Es fácil agarrarse al
adjetivo «barroco» para enmascarar las propias deficiencias como lector: los
déficits en la comprensión lectora; la alarmante falta de vocabulario que
convierte un término de uso más o menos extendido en poco menos que en el
enigma de la esfinge; o la incapacidad de interpretar una metáfora o una ironía,
que hasta no hace tanto tiempo podía comprender cualquier escolar. Una vez me
afearon en uno de mis libros la palabra «mocárabe» que yo había utilizado para
referirme a las gotas de lluvia que pendían de las farolas. No es obligatorio
conocer la palabra «mocárabe» pero la ignorancia del vocablo creo que no
legitima a nadie para tachar un texto de «barroco» por la sola causa de que esa
palabra no forme parte de su acervo léxico. Es solo un ejemplo de tantos. Y
podrían entenderse tales reticencias si el escritor usase su repertorio
retórico solamente para el lucimiento personal, pero si éste está al servicio
del conjunto y responde a una vocación estética dosificada con inteligencia y rigor,
los hallazgos poéticos redundarán en el valor literario del texto y evitarán,
como le oí decir una vez a Luis Landero, esa escritura burocrática que se
limita a tramitar el argumento y que convierte la literatura en un acta
notarial. «Se puede ser sencillo y falso, y se puede ser barroco y verdadero.
La sencillez no es garantía de nada», añade el escritor extremeño.

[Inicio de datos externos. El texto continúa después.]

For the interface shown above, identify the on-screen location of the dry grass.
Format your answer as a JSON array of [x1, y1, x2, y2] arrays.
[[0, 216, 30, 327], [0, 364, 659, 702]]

Y en
cualquier caso, siempre me parecerá bien que las conchas de los moluscos
alberguen su perla nacarada. Irregular si se quiere: un barrueco. Pero perla,
al cabo.
Estoy contigo. Puede y debe haber de todo y en nada desmerece el estilo más o menos barroco con que se escriba. A mi me gusta mucho tu estilo y que nos muestres un vocabulario más amplio.